Replay manifests

`halo-forge replay <run_dir>` regenerates the exact launch command for a captured run, optionally relaunching it. Every shipped trainer writes a `replay.json` manifest next to the `training_summary.json`, capturing every input that influenced the run.

halo-forge replay <run_dir> regenerates the exact launch command for a captured run, optionally relaunching it.

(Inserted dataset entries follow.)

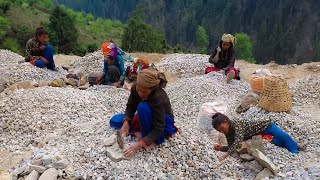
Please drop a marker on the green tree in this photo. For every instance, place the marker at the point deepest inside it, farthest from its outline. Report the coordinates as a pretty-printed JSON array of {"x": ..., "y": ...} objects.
[
  {"x": 244, "y": 47},
  {"x": 5, "y": 6},
  {"x": 4, "y": 26},
  {"x": 203, "y": 39},
  {"x": 139, "y": 36},
  {"x": 63, "y": 32}
]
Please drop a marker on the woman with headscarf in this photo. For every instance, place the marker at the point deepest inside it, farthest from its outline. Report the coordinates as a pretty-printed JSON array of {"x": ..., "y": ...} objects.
[
  {"x": 113, "y": 67},
  {"x": 154, "y": 120},
  {"x": 38, "y": 52},
  {"x": 223, "y": 58}
]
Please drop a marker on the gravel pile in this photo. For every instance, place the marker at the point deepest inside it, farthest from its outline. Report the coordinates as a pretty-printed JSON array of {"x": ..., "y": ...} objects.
[
  {"x": 75, "y": 124},
  {"x": 184, "y": 65},
  {"x": 91, "y": 63},
  {"x": 14, "y": 72},
  {"x": 8, "y": 58},
  {"x": 306, "y": 91}
]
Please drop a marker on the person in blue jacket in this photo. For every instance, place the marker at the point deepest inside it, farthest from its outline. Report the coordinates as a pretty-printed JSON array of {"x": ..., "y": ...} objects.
[{"x": 113, "y": 68}]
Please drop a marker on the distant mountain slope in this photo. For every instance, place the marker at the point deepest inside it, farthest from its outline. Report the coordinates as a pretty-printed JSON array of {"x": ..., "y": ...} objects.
[{"x": 285, "y": 31}]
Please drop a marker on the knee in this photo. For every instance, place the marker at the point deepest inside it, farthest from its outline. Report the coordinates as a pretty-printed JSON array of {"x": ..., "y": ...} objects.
[
  {"x": 49, "y": 48},
  {"x": 40, "y": 64},
  {"x": 143, "y": 107}
]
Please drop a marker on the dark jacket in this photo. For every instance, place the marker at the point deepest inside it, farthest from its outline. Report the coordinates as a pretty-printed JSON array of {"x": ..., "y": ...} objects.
[
  {"x": 32, "y": 49},
  {"x": 226, "y": 58},
  {"x": 242, "y": 130},
  {"x": 160, "y": 105}
]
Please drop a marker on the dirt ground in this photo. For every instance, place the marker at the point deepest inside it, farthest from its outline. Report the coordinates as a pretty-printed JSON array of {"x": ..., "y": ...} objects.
[{"x": 290, "y": 72}]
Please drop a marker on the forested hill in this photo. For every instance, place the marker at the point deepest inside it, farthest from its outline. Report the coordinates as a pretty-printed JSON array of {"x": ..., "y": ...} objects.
[{"x": 286, "y": 31}]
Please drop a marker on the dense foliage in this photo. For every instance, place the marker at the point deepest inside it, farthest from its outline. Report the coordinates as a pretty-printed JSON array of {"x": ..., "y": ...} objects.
[
  {"x": 140, "y": 37},
  {"x": 20, "y": 18},
  {"x": 285, "y": 31}
]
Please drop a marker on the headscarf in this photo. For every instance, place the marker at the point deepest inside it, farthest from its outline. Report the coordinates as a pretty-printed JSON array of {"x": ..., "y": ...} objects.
[
  {"x": 109, "y": 49},
  {"x": 229, "y": 38},
  {"x": 150, "y": 78}
]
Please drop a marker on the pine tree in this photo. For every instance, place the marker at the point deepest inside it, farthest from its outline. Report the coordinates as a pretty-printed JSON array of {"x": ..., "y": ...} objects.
[{"x": 63, "y": 33}]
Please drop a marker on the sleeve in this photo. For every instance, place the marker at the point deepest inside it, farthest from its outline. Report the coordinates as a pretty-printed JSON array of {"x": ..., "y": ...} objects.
[
  {"x": 225, "y": 148},
  {"x": 158, "y": 122},
  {"x": 121, "y": 67},
  {"x": 232, "y": 60},
  {"x": 31, "y": 48},
  {"x": 212, "y": 56},
  {"x": 239, "y": 137},
  {"x": 105, "y": 68},
  {"x": 132, "y": 105}
]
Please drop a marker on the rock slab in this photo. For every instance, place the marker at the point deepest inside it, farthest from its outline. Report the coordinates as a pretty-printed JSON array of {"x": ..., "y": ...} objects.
[
  {"x": 263, "y": 174},
  {"x": 50, "y": 174},
  {"x": 34, "y": 175},
  {"x": 264, "y": 161}
]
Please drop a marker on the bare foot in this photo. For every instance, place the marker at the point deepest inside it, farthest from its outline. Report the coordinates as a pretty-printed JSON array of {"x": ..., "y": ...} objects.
[
  {"x": 302, "y": 146},
  {"x": 149, "y": 148},
  {"x": 138, "y": 135}
]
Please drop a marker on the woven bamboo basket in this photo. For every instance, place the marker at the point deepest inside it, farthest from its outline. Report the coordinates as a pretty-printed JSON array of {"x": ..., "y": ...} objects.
[
  {"x": 257, "y": 84},
  {"x": 275, "y": 96}
]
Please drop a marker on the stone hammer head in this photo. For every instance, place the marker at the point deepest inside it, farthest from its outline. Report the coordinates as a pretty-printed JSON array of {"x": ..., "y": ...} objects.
[{"x": 120, "y": 140}]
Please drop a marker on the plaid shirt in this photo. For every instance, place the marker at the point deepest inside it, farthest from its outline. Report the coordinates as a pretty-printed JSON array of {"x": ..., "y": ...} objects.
[
  {"x": 32, "y": 49},
  {"x": 242, "y": 130}
]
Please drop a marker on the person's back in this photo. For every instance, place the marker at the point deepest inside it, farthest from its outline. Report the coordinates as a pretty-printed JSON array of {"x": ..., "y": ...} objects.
[
  {"x": 38, "y": 52},
  {"x": 223, "y": 58}
]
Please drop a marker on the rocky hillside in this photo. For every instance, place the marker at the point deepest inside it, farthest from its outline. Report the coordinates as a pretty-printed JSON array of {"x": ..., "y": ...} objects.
[{"x": 62, "y": 130}]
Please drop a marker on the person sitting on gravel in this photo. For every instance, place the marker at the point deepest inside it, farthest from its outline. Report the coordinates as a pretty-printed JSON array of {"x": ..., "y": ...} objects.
[
  {"x": 238, "y": 131},
  {"x": 39, "y": 52},
  {"x": 223, "y": 58},
  {"x": 113, "y": 68},
  {"x": 154, "y": 121}
]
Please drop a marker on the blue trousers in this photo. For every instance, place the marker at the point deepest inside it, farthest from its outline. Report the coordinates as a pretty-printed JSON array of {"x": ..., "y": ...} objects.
[
  {"x": 282, "y": 139},
  {"x": 48, "y": 54},
  {"x": 145, "y": 122}
]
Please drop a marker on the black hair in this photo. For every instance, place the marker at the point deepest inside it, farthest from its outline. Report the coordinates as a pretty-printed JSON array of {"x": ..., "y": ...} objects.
[
  {"x": 41, "y": 31},
  {"x": 230, "y": 48},
  {"x": 218, "y": 119}
]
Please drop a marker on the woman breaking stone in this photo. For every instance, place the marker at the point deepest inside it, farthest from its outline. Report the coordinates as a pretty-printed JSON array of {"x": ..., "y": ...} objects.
[{"x": 154, "y": 121}]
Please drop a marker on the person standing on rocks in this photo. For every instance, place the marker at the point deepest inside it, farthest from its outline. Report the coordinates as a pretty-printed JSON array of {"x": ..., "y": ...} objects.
[
  {"x": 223, "y": 58},
  {"x": 38, "y": 52},
  {"x": 239, "y": 131},
  {"x": 113, "y": 68},
  {"x": 154, "y": 121}
]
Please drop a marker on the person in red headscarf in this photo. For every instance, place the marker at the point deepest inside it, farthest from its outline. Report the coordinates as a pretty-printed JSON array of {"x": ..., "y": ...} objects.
[
  {"x": 223, "y": 58},
  {"x": 113, "y": 69}
]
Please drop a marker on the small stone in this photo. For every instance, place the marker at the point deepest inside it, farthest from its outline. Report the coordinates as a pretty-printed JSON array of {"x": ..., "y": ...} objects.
[
  {"x": 42, "y": 83},
  {"x": 243, "y": 149},
  {"x": 50, "y": 174},
  {"x": 47, "y": 160},
  {"x": 39, "y": 169},
  {"x": 25, "y": 85},
  {"x": 57, "y": 83},
  {"x": 111, "y": 140},
  {"x": 83, "y": 80},
  {"x": 264, "y": 161},
  {"x": 37, "y": 162},
  {"x": 61, "y": 164},
  {"x": 115, "y": 153},
  {"x": 190, "y": 163},
  {"x": 71, "y": 81},
  {"x": 18, "y": 170},
  {"x": 84, "y": 87},
  {"x": 246, "y": 157},
  {"x": 254, "y": 165},
  {"x": 263, "y": 174},
  {"x": 34, "y": 175}
]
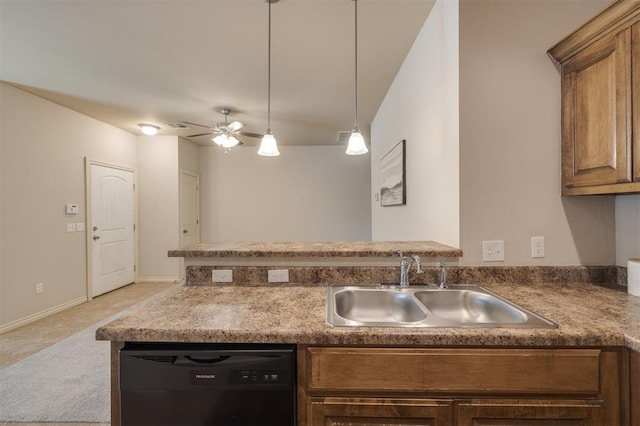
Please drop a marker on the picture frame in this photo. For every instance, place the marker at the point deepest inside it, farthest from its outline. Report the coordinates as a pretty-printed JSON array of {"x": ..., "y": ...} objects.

Every shipped trainer writes a replay.json manifest next to the training_summary.json, capturing every input that influenced the run.

halo-forge replay ./models/dpo
# Reproducible launch command:
#   halo-forge dpo train --model Qwen/Qwen2.5-3B --dataset ultrafeedback ...

halo-forge replay ./models/dpo --launch         # relaunch in a subprocess
halo-forge replay ./models/dpo --launch --force # relaunch even on env drift

What the manifest captures

{
  "manifest_version": 1,
  "run_id": "dpo-1730000000000",
  "modality": "dpo",
  "timestamp": "2026-05-07T11:42:00+0000",
  "model_name": "Qwen/Qwen2.5-3B-Instruct",
  "seed": 42,
  "pythonhashseed": "42",
  "config": { /* full DPOConfig as dict */ },
  "dataset": {
    "kind": "huggingface",
    "id": "HuggingFaceH4/ultrafeedback_binarized",
    "revision": null
  },
  "environment": {
    "python": "3.13.12",
    "platform": "Darwin arm64",
    "backend": "mlx",
    "packages": {
      "halo_forge": "1.4.0",
      "torch": "2.5.0",
      "mlx": "0.31.2",
      "mlx_lm": "0.31.3",
      "transformers": "4.49.0",
      "peft": "0.14.0",
      "trl": "0.29.1",
      ...
    }
  },
  "cli_args": ["dpo", "train", "--model", "Qwen/Qwen2.5-3B-Instruct", ...]
}

Captured

Run identity: run_id, modality, timestamp, model_name.
Seed bundle: training seed + PYTHONHASHSEED + accelerator seed. Re-applied at replay time via set_global_seed.
Dataset identity:
- Local files → SHA-256 + size, streamed so multi-GB JSONLs don’t OOM.
- HuggingFace → id + revision, so a renamed/updated dataset is detected.
Full config snapshot (dataclass → dict).
Environment fingerprint: Python version, platform, active backend, and pinned versions of halo_forge, torch, mlx, mlx_lm, transformers, peft, trl, accelerate, datasets, bitsandbytes, vllm, numpy.
Literal argv that produced the run.

Deliberately not captured

Wall-clock timing (non-deterministic across hosts).
GPU compute precision (handled by torch.use_deterministic_algorithms at replay time).
Full dataset contents — we hash instead. A divergent dataset surfaces as a hash mismatch at replay.

Environment diff

halo-forge replay <run_dir> automatically diffs the captured environment fingerprint against the active host. Sample output:

Environment differs from the captured run:
            python: '3.13.12' -> '3.12.5'
          platform: 'Darwin arm64' -> 'Linux x86_64'
           backend: 'mlx' -> 'cuda'
     packages.torch: '2.5.0' -> '2.4.0'
       packages.trl: '0.29.1' -> '0.31.0'

Drift doesn’t refuse the replay (sometimes re-running on a different host is the point — comparing reproducibility across MLX vs CUDA, or validating that a torch upgrade didn’t change behavior). It does loud-warn so you have the information to interpret divergence.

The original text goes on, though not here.